LuxIT: A Luxembourgish Instruction Tuning Dataset from Monolingual Seed Data
Julian Valline, Cedric Lothritz, Jordi Cabot
TL;DR
The paper addresses the scarcity of instruction-tuning data for Luxembourgish by introducing LuxIT, a monolingual dataset synthesized from RTL and Wikipedia using a Luxembourgish-proficient model and quality-controlled with an LLM-as-a-judge. The dataset comprises 59,242 high-quality instruction-answer pairs structured for conversational fine-tuning and is generated through a five-step pipeline from monolingual seed data. It presents a replicable methodology that avoids English-centric translation, contributing to Luxembourgish NLP and informing resource creation for other low-resource languages. Fine-tuning experiments on five small LLMs yield mixed improvements across language exams, highlighting the need for larger-scale data and further research to maximize benefits in low-resource settings.
Abstract
The effectiveness of instruction-tuned Large Language Models (LLMs) is often limited in low-resource linguistic settings due to a lack of high-quality training data.

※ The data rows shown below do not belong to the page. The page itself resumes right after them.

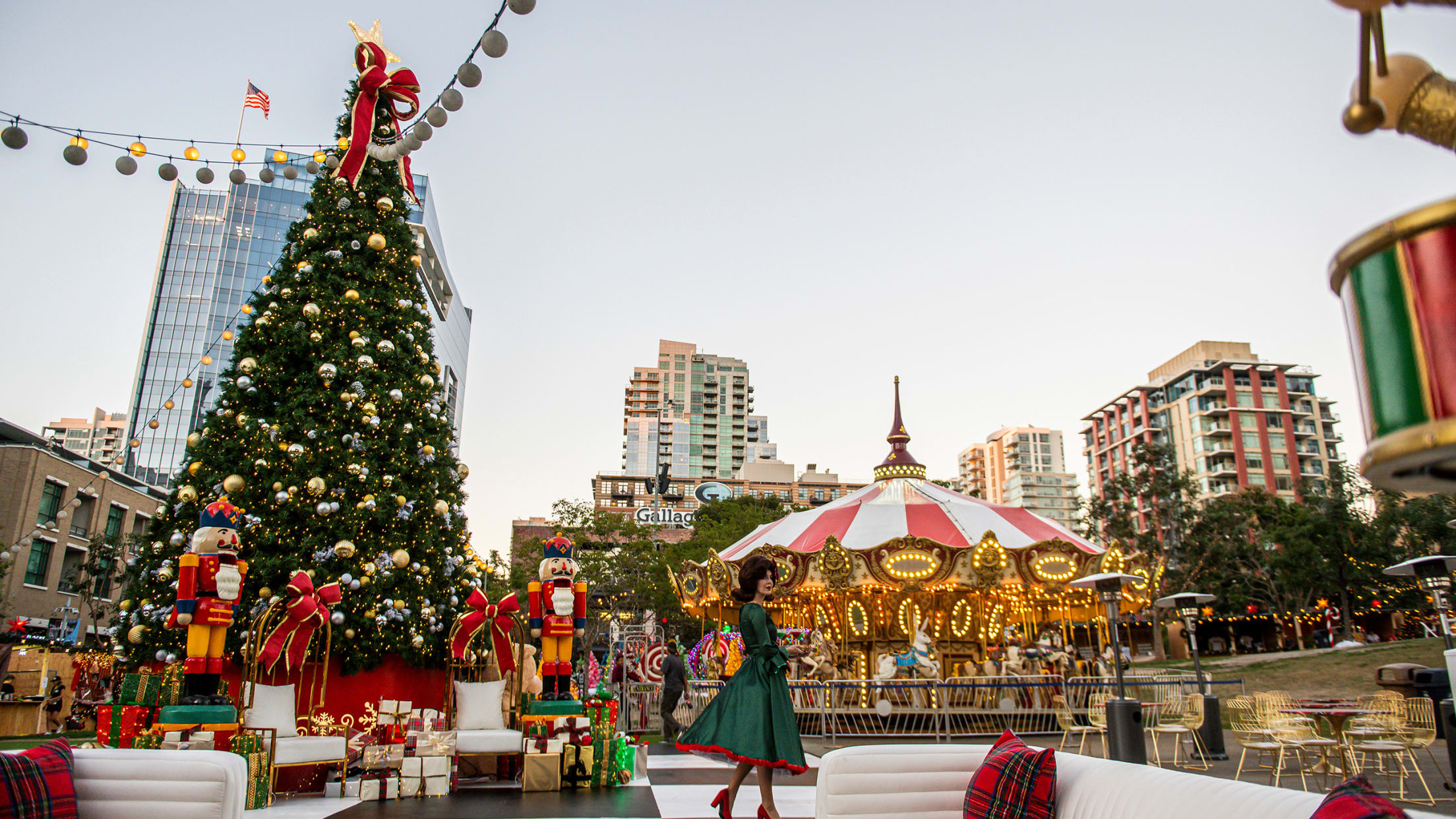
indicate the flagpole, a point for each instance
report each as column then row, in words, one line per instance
column 238, row 140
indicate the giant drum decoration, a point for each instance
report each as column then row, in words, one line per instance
column 1398, row 289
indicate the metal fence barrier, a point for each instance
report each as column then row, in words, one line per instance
column 932, row 709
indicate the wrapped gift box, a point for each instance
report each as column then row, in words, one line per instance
column 140, row 688
column 257, row 793
column 542, row 773
column 377, row 757
column 576, row 767
column 379, row 789
column 118, row 726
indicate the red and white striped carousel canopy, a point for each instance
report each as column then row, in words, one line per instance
column 897, row 508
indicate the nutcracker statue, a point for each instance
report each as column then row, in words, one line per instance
column 558, row 608
column 210, row 582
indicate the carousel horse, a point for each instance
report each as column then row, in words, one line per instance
column 916, row 659
column 820, row 661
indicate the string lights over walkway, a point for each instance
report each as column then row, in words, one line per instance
column 179, row 149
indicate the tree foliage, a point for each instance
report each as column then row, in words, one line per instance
column 332, row 397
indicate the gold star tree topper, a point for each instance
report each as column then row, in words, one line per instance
column 375, row 36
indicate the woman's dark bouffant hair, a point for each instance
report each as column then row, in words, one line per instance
column 753, row 570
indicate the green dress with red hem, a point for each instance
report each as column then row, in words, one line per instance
column 752, row 719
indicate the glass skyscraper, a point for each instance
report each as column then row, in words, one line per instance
column 218, row 248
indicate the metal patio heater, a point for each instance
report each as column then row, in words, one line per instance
column 1124, row 716
column 1187, row 605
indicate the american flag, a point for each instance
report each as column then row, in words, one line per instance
column 255, row 100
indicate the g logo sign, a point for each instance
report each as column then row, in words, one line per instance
column 712, row 490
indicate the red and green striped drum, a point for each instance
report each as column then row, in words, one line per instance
column 1398, row 288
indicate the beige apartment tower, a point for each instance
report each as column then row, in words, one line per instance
column 1021, row 467
column 1234, row 420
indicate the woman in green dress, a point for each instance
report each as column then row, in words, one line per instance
column 752, row 720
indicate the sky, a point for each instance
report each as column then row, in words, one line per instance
column 1019, row 209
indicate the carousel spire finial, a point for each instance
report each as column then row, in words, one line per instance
column 899, row 464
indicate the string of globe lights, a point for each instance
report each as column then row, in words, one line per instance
column 411, row 137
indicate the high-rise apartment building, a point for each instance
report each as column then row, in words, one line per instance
column 1234, row 420
column 692, row 411
column 101, row 438
column 218, row 248
column 1021, row 467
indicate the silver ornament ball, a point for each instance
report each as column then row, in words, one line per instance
column 494, row 44
column 13, row 137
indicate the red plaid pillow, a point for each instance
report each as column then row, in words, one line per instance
column 1014, row 783
column 38, row 783
column 1354, row 799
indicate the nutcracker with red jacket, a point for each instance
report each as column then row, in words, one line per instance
column 558, row 611
column 210, row 582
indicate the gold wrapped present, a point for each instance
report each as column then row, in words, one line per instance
column 542, row 773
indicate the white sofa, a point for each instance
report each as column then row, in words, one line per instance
column 115, row 783
column 928, row 781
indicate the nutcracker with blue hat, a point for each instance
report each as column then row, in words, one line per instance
column 210, row 585
column 558, row 611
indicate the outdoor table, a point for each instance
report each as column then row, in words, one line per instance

We introduce LuxIT, a novel, monolingual instruction tuning dataset for Luxembourgish developed to mitigate this challenge. We synthesize the dataset from a corpus of native Luxembourgish texts, utilizing DeepSeek-R1-0528, chosen for its shown proficiency in Luxembourgish. Following generation, we apply a quality assurance process, employing an LLM-as-a-judge approach. To investigate the practical utility of the dataset, we fine-tune several smaller-scale LLMs on LuxIT. Subsequent benchmarking against their base models on Luxembourgish language proficiency examinations, however, yields mixed results, with performance varying significantly across different models. LuxIT represents a critical contribution to Luxembourgish natural language processing and offers a replicable monolingual methodology, though our findings highlight the need for further research to optimize its application.